A funny side note: a web search to find some numbers on this usage of
meta tags also displays a single paid ad with the title “Meta Tags Are Dead” that links to an ad for a $79 book called “Google Secrets: How to Get a Top 10 Ranking” at the clever domain name google-secrets.com. The ad title reminded me of a certain De La Soul album name.
One limited usage, but very useful for me, is that when you bookmark a page in the Opera browser, it stores the description metadata as well as the page title and URL (if the page doesn’t have any description, you can add your own, and I often have to, by copying/pasting content from the page).
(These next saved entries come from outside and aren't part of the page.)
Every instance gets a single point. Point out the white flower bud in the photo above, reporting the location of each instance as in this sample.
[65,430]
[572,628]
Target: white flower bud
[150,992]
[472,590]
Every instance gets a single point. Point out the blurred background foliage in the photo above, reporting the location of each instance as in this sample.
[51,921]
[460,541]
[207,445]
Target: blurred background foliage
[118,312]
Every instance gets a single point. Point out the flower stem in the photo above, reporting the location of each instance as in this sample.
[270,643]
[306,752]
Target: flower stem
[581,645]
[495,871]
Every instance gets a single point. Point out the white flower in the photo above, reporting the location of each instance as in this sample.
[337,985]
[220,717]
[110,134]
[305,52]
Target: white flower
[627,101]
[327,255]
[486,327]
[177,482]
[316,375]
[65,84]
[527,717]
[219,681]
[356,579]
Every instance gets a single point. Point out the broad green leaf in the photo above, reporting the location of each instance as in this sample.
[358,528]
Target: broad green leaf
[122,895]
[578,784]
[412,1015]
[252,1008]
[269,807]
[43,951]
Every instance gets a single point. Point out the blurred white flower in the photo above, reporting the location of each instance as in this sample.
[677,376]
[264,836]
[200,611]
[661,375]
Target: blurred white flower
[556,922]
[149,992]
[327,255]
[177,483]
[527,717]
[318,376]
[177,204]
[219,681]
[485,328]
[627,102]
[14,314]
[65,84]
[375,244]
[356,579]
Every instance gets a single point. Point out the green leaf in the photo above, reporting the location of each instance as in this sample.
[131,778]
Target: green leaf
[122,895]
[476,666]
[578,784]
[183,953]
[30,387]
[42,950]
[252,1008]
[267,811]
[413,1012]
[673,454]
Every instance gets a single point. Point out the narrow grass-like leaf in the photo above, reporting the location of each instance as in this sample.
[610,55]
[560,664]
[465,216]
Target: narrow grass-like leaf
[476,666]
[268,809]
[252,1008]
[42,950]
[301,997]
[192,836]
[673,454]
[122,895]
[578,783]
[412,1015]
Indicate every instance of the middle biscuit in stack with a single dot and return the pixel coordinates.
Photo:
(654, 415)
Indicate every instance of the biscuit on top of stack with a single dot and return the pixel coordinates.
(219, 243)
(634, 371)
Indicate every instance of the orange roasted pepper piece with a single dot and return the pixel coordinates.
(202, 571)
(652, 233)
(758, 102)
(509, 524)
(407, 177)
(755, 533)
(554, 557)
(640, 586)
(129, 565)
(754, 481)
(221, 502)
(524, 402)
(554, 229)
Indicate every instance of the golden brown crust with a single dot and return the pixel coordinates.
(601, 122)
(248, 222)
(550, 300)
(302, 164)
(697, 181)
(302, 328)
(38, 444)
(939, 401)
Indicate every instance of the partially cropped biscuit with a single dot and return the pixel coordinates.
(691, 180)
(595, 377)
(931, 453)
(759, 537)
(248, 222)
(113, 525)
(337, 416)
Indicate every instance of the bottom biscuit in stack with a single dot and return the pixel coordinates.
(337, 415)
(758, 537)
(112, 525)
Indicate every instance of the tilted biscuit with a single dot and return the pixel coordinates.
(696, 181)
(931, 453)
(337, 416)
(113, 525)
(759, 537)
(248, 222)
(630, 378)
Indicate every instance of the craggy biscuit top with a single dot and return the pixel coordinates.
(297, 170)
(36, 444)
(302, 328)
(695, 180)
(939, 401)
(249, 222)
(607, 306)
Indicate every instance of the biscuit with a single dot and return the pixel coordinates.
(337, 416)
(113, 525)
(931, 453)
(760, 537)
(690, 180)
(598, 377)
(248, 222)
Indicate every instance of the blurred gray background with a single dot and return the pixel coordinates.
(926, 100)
The Opera UI is based on fast search for navigation, so if you are looking at your bookmarks, you just type in a relevant word or two, and it searches all of the bookmark info, including the description, to filter the bookmark tab to show only the relevant bookmarks. This works really well.
Thanks Tony! This is just the kind of thing I was curious about. I see that they document it a bit here
Zotero uses Dublin Core meta tags to import bibliographic metadata.
Just to make sure I understand what you mean by “Dublin Core meta tags”: when you tell Zotero to save information about a web page, it looks for meta elements where the @name value begins with “DC.” and, for each that it finds, it saves the @name and @content values, right?
I scrape meta tags in many of the law-related Zotero translators I’ve contributed (Bob, you would be familiar with Cornell’s LII I think).
I’ve also been recently shot down for suggesting that publishers use simple meta tags in order to be “Zotero friendly” - see: http://groups.google.com/group/zotero-dev/browse_thread/thread/4a6f0190afc3e4a
RDF and ontologies are way sexier!
Definitely familiar with the Cornell LII. They’re doing great work, and not enough people realize that findlaw.com is owned by Thomson, so I think that the work at Cornell is the great hope for free access to online U.S. law.
RDF and ontologies are way sexier!
An important advantage of RDF is the ability to make the value of the name/value pair (the object) a URI, so that it can serve as the subject of other triples, so that you can start linking up triples to gain new information. I’ll be posting something that mentions doing this in HTML head elements shortly.
Ontologies are great, but you can get a lot done without them.
We publish meta tags from the article pages on IngentaConnect. Google Scholar uses them as a way to get better bibliographic metadata than they can automatically harvest from the full-text.